Above $300, it falls into the ridiculous category of B650/E motherboards. The amount of USB connectivity you get gets pretty extreme and borderline overkill for all but the most advanced power users.
The only exception is overclockers who can take advantage of the best power delivery system AMD’s AIB partners can offer. A good example is ASRock’s B650E Taichi, which offers the same 24+2+1 power delivery system as the X670E variant. So an overlocker can opt for AMD’s flagship B650E product and, unless he’s chasing world records, probably get the same overclocking experience as his flagship $1,000 X670E version.

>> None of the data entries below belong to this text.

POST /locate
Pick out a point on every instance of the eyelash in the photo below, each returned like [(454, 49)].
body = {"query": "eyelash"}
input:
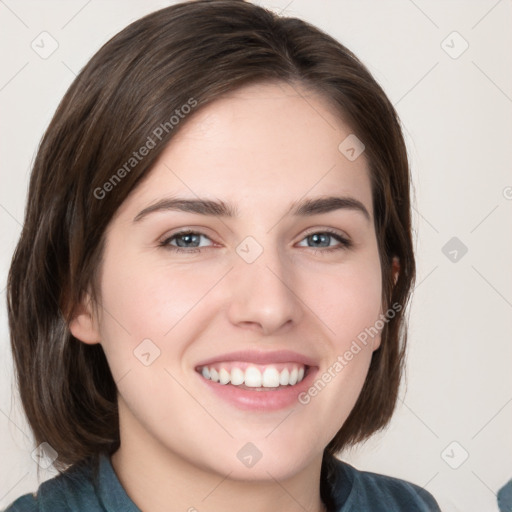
[(344, 242)]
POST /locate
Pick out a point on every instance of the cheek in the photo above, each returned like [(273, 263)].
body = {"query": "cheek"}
[(143, 302)]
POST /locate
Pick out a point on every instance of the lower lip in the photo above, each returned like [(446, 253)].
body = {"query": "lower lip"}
[(272, 400)]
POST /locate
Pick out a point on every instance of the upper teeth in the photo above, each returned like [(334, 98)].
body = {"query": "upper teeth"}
[(255, 377)]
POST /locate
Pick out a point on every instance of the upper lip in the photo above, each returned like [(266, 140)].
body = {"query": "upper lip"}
[(261, 357)]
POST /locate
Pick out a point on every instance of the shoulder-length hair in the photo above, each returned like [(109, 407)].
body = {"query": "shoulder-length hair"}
[(190, 53)]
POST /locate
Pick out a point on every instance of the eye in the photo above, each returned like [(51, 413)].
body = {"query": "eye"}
[(186, 241), (322, 240)]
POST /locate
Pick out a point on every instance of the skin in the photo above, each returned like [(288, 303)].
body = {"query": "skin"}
[(260, 148)]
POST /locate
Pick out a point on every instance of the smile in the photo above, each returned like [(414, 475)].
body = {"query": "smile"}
[(254, 376)]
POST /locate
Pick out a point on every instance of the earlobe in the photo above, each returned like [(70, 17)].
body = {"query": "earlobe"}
[(83, 325)]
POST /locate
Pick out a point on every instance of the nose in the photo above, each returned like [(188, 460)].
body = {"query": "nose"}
[(263, 294)]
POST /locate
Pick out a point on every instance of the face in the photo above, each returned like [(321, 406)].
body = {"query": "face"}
[(257, 297)]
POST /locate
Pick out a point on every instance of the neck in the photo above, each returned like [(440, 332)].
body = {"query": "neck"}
[(155, 477)]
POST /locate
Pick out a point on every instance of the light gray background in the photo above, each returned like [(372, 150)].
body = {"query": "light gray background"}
[(457, 113)]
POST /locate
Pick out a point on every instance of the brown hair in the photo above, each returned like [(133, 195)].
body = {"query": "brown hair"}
[(186, 54)]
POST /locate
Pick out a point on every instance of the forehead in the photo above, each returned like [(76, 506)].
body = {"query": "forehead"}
[(261, 145)]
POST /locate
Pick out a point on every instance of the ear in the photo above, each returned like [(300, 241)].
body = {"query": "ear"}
[(84, 325), (395, 268)]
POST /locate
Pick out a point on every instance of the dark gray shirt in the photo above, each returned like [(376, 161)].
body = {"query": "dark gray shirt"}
[(343, 489)]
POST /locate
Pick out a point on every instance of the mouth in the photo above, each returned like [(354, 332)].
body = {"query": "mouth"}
[(258, 383), (255, 377)]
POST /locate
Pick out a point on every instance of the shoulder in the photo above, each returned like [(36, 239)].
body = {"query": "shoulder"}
[(71, 490), (376, 492)]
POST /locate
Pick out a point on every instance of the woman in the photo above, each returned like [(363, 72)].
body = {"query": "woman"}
[(207, 300)]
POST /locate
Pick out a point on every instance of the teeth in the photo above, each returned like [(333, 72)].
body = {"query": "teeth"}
[(253, 377), (284, 377), (270, 378), (224, 376), (237, 376)]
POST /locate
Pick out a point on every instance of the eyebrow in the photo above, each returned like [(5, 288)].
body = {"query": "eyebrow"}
[(303, 208)]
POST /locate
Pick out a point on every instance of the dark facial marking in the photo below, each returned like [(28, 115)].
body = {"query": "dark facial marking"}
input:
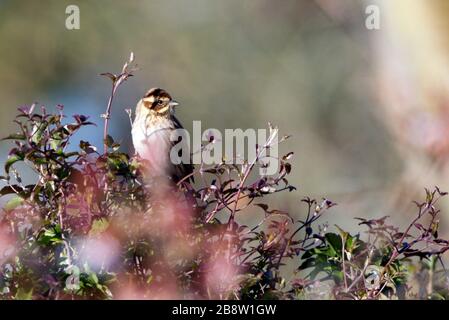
[(161, 98)]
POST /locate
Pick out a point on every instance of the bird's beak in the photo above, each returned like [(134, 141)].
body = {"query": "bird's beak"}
[(173, 103)]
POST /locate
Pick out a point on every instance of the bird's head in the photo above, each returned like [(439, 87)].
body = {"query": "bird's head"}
[(159, 101)]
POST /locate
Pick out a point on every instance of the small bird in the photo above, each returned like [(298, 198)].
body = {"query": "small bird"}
[(151, 132)]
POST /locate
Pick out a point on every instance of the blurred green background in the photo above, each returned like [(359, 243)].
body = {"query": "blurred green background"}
[(310, 67)]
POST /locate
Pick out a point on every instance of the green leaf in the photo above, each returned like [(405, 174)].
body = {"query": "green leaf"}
[(23, 294), (99, 226), (13, 159), (334, 241), (13, 203)]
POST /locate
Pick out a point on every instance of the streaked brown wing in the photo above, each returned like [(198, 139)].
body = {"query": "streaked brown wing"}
[(183, 169)]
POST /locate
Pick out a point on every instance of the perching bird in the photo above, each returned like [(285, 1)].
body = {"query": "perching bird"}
[(151, 131)]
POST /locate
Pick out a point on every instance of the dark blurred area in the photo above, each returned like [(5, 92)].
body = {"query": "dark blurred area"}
[(310, 67)]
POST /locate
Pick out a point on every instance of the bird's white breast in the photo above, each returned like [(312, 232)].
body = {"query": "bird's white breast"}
[(151, 141)]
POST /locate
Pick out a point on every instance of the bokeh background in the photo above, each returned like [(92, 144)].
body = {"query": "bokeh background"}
[(368, 109)]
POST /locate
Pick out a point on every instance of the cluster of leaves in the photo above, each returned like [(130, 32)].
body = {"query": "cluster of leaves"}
[(91, 226)]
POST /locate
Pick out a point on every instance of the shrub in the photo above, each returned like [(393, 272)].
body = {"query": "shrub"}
[(91, 228)]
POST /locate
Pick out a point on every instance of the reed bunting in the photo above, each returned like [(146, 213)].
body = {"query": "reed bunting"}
[(151, 134)]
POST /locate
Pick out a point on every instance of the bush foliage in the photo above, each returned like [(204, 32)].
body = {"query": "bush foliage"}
[(90, 227)]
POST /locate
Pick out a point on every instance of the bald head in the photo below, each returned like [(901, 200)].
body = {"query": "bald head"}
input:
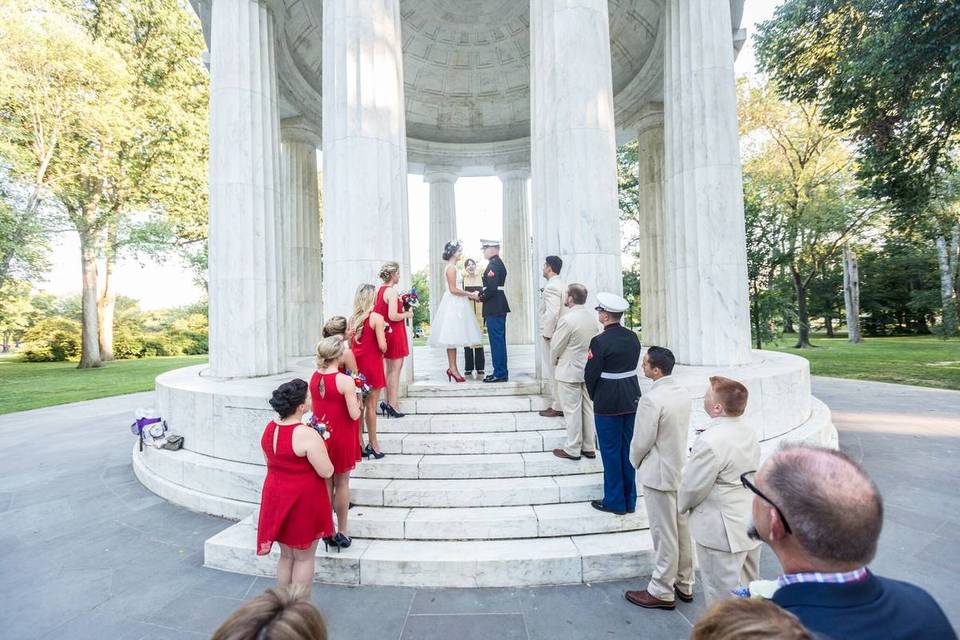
[(834, 509)]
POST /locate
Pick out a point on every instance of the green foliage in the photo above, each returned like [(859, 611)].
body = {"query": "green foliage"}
[(52, 340), (889, 72)]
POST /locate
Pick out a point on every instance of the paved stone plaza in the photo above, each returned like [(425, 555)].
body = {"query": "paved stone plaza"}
[(87, 552)]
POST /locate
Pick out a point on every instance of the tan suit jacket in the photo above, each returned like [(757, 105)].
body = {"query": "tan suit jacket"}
[(719, 504), (659, 446), (551, 305), (571, 342)]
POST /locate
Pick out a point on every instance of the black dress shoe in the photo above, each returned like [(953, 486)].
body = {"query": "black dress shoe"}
[(598, 505)]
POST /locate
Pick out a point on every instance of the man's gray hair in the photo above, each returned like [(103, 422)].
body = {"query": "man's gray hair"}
[(833, 507)]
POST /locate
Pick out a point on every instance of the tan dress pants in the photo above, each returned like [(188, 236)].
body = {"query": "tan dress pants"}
[(672, 546), (577, 410)]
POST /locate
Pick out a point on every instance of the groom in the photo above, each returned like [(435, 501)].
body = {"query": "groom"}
[(495, 309)]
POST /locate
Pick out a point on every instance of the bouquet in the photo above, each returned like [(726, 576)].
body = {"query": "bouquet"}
[(317, 425), (410, 299)]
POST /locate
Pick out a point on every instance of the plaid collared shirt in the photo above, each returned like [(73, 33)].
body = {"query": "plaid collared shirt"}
[(835, 578)]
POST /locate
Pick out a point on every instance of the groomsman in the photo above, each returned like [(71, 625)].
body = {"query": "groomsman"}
[(495, 309), (720, 506), (658, 450), (551, 308), (611, 379), (568, 352)]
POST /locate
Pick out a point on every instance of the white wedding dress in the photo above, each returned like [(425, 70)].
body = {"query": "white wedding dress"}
[(455, 324)]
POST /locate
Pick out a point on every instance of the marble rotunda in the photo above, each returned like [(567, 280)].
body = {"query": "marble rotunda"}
[(538, 93)]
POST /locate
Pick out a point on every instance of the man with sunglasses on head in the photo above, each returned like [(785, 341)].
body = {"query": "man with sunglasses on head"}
[(712, 493), (821, 514)]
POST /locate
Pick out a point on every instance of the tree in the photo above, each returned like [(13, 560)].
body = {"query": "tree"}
[(800, 175), (885, 71)]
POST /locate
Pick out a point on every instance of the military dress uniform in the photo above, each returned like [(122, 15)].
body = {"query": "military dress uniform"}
[(495, 310), (611, 378)]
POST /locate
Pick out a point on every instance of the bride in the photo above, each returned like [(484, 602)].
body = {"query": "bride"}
[(455, 324)]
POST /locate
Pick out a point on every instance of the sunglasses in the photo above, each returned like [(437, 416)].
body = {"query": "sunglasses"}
[(752, 487)]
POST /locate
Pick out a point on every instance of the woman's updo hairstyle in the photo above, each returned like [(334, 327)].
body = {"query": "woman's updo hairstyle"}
[(450, 250), (388, 270), (288, 396), (335, 326), (328, 350)]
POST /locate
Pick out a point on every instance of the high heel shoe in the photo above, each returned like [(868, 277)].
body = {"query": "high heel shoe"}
[(370, 451)]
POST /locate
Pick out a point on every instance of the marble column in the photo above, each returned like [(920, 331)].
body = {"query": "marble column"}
[(708, 321), (364, 148), (443, 225), (516, 252), (246, 281), (573, 148), (301, 249), (653, 308)]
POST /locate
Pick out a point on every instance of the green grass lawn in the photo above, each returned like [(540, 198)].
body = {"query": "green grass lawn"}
[(30, 385), (926, 361)]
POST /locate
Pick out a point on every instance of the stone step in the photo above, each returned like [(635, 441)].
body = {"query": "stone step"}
[(488, 465), (481, 404), (489, 523), (471, 443), (463, 423), (464, 563), (497, 492)]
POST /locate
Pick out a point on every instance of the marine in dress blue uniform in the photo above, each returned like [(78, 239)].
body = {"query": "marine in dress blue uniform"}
[(611, 379)]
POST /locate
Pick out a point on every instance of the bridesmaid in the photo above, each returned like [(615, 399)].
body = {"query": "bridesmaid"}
[(335, 403), (294, 503), (389, 306), (369, 342)]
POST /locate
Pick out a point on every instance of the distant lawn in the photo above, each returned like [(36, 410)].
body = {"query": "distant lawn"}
[(30, 385), (926, 361)]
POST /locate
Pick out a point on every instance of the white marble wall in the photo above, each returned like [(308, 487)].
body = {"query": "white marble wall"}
[(653, 308), (573, 148), (442, 224), (301, 249), (706, 269), (364, 147), (246, 281), (516, 253)]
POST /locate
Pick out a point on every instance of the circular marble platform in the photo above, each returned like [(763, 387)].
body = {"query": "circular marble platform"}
[(470, 470)]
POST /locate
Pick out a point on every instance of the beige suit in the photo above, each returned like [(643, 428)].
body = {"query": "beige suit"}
[(568, 353), (658, 450), (551, 308), (720, 506)]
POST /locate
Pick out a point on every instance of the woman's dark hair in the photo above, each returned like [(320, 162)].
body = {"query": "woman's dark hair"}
[(288, 396), (450, 250)]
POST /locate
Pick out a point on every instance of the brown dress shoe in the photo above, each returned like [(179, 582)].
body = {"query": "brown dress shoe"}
[(645, 600)]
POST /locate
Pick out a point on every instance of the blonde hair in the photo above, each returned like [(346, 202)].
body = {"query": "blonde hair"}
[(335, 326), (388, 270), (279, 613), (363, 301), (748, 619)]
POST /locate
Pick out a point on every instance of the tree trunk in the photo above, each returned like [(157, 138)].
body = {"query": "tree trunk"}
[(948, 293), (803, 315), (108, 299), (851, 295), (89, 342)]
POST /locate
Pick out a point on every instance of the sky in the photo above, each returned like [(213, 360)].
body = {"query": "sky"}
[(170, 283)]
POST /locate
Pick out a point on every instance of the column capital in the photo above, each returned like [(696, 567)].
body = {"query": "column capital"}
[(514, 171), (299, 129), (433, 174)]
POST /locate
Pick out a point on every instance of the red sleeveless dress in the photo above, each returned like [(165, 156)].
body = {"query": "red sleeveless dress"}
[(294, 503), (368, 356), (331, 408), (397, 346)]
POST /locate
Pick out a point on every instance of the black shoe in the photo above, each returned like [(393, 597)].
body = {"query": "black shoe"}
[(598, 505)]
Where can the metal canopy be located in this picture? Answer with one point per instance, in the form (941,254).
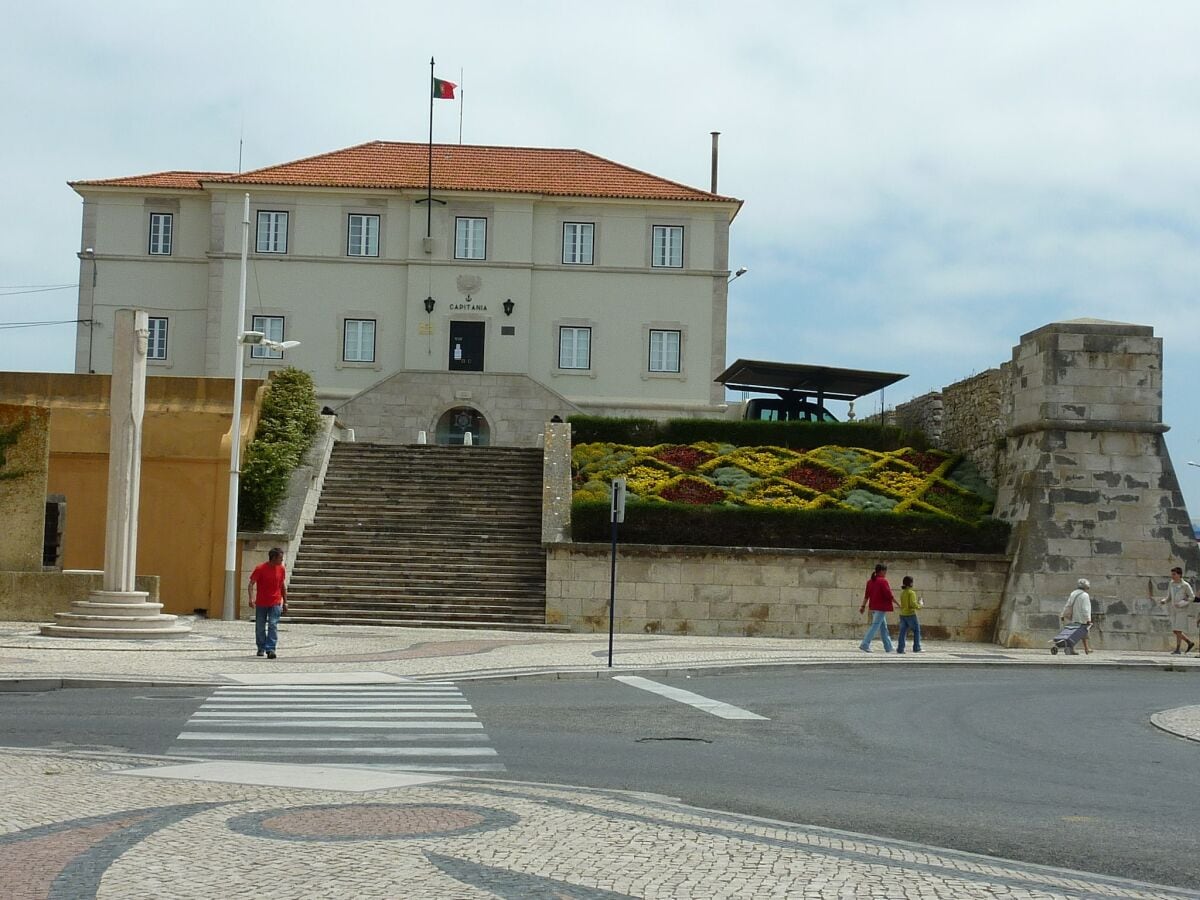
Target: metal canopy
(793,378)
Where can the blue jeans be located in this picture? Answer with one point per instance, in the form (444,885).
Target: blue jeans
(267,619)
(909,623)
(879,625)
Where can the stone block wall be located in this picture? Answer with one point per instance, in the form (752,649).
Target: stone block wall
(774,593)
(975,418)
(1089,485)
(923,413)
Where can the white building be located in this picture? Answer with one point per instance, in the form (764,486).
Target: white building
(537,282)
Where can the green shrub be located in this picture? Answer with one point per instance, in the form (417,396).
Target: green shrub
(795,436)
(724,526)
(288,421)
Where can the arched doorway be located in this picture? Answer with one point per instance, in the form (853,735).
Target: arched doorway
(457,421)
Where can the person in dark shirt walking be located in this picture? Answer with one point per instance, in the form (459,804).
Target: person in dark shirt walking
(881,600)
(269,599)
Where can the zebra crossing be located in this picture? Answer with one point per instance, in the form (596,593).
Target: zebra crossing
(400,726)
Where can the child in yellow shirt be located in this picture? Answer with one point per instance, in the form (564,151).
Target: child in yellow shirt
(909,605)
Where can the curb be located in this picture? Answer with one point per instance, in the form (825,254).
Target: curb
(42,684)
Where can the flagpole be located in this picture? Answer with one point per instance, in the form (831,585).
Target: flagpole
(429,191)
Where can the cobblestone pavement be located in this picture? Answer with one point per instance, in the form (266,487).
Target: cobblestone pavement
(217,649)
(77,825)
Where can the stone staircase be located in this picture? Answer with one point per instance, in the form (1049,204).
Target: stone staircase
(445,537)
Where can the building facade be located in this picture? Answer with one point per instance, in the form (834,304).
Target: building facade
(515,285)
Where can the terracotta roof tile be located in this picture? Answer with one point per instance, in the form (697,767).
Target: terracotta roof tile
(509,169)
(456,167)
(169,180)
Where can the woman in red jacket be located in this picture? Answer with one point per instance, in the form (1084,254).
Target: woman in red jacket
(879,595)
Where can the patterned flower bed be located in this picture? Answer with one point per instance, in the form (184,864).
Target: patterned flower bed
(826,478)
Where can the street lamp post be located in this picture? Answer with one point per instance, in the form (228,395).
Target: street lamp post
(229,607)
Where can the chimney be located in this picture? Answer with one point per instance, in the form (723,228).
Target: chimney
(717,136)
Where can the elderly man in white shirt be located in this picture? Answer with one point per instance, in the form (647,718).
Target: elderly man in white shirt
(1078,610)
(1180,595)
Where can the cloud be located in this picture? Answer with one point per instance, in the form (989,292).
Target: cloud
(924,180)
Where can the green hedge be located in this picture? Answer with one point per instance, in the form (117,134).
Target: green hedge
(757,527)
(796,436)
(286,429)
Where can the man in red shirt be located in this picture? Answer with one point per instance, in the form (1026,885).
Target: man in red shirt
(269,599)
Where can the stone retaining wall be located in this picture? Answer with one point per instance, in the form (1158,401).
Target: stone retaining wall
(774,593)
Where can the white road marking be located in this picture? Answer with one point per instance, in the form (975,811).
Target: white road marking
(412,727)
(234,737)
(289,678)
(713,707)
(340,724)
(329,778)
(311,714)
(251,705)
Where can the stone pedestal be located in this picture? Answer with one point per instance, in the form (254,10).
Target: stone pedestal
(118,615)
(1089,485)
(120,611)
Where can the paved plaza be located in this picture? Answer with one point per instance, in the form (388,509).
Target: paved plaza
(102,825)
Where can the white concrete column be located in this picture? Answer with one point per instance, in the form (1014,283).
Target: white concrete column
(127,406)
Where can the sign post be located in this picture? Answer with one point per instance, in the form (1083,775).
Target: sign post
(616,514)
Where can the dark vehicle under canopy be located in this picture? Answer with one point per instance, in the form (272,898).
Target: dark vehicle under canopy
(802,389)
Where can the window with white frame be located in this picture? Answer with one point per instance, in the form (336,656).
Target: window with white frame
(161,233)
(273,330)
(574,347)
(469,238)
(666,249)
(273,232)
(358,341)
(363,235)
(156,345)
(664,351)
(577,239)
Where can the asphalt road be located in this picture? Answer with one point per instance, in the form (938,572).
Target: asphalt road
(1060,767)
(1047,766)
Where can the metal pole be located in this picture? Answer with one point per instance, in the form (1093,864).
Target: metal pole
(612,586)
(429,184)
(229,609)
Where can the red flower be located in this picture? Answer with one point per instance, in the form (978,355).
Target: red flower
(684,457)
(819,479)
(923,461)
(693,491)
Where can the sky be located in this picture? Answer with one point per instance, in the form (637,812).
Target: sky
(923,181)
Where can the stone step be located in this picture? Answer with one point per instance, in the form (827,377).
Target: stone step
(120,634)
(396,540)
(415,612)
(417,593)
(484,606)
(313,573)
(400,531)
(117,611)
(335,619)
(88,619)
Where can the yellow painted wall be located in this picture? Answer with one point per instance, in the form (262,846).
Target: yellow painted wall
(185,473)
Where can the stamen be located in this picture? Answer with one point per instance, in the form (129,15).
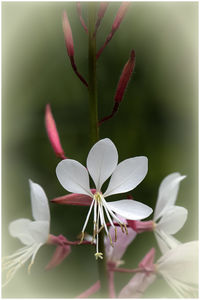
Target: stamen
(102,226)
(121,227)
(126,229)
(110,239)
(98,255)
(82,237)
(115,234)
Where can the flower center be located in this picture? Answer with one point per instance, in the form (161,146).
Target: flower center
(100,206)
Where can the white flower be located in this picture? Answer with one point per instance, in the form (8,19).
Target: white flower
(179,267)
(101,164)
(168,217)
(33,234)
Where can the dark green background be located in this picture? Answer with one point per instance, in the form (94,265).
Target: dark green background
(158,119)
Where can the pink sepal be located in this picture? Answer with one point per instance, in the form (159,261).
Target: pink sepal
(61,252)
(101,12)
(93,289)
(140,226)
(125,77)
(122,84)
(79,11)
(74,199)
(147,263)
(70,46)
(117,21)
(68,35)
(53,133)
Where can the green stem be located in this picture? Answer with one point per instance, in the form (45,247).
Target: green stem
(92,87)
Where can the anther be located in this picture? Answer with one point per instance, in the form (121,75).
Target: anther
(115,234)
(82,237)
(110,239)
(126,229)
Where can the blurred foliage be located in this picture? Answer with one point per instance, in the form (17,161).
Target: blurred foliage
(158,118)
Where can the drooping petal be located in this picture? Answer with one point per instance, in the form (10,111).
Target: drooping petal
(102,161)
(73,177)
(74,199)
(39,231)
(130,209)
(19,229)
(181,264)
(128,174)
(165,241)
(173,219)
(167,194)
(137,285)
(39,202)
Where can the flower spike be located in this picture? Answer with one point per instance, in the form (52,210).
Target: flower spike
(53,133)
(101,12)
(70,46)
(79,11)
(118,19)
(122,84)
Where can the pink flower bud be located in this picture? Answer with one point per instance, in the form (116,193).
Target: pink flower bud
(68,35)
(147,263)
(70,46)
(61,252)
(118,19)
(78,6)
(74,199)
(141,226)
(53,133)
(125,77)
(122,84)
(101,12)
(120,15)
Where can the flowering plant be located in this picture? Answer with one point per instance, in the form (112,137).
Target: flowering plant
(115,223)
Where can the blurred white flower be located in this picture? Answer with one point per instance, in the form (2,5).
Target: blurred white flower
(101,164)
(168,217)
(178,266)
(33,234)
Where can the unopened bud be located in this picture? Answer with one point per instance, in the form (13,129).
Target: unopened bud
(53,133)
(117,21)
(125,77)
(68,35)
(101,12)
(79,10)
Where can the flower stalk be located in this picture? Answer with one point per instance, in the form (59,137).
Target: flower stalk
(92,89)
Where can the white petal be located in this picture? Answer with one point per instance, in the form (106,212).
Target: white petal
(102,161)
(128,174)
(181,263)
(165,241)
(173,219)
(73,176)
(19,229)
(39,202)
(167,194)
(130,209)
(123,241)
(39,231)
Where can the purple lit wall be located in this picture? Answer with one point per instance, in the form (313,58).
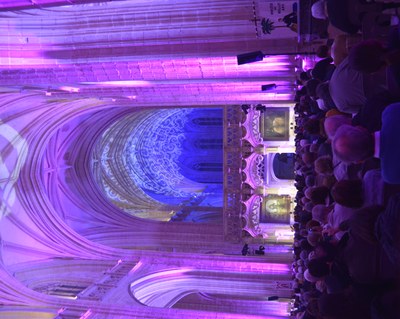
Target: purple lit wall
(68,71)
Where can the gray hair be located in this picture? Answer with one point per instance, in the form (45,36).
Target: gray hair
(353,144)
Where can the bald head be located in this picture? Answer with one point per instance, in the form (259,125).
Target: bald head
(353,144)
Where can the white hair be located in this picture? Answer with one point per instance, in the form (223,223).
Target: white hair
(318,10)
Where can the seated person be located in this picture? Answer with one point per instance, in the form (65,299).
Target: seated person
(347,88)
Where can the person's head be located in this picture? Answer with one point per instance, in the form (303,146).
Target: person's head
(325,251)
(314,237)
(317,194)
(367,56)
(311,86)
(308,158)
(304,76)
(318,10)
(310,180)
(332,123)
(320,213)
(318,268)
(348,193)
(323,165)
(323,51)
(353,144)
(312,126)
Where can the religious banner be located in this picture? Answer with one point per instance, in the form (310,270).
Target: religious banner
(275,19)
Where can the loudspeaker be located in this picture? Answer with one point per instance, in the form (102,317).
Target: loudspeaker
(250,57)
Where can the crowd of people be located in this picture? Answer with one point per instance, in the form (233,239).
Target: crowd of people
(347,213)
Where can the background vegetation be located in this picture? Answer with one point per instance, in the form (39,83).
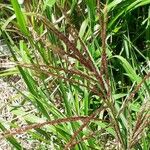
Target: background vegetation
(86,67)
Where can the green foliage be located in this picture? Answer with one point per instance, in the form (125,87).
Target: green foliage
(80,59)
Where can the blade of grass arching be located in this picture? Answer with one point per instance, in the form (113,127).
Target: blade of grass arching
(20,17)
(91,6)
(136,63)
(8,72)
(11,139)
(12,50)
(86,100)
(32,86)
(128,68)
(32,119)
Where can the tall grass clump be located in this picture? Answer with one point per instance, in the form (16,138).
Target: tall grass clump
(86,67)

I can do it.
The X670 prices start to overlap at $250 where the X670 price starts and ends at $450 where the B650E flagship board tops out. At this $250 to $450 price point, shoppers will have to decide if they want the extra PCIe connectivity over the extra features the B650 offers. For the most part, his X670/E equivalent boards with the same brand name are priced $50-$80 more than their B650/E counterparts.
Above or below this price point, however, is where the chipset name really makes a difference, and you’ll only find B-series motherboards for under $250. Above $450, you’ll only find top-of-the-line he X670/X670E motherboards. Some reach as high as $1,000.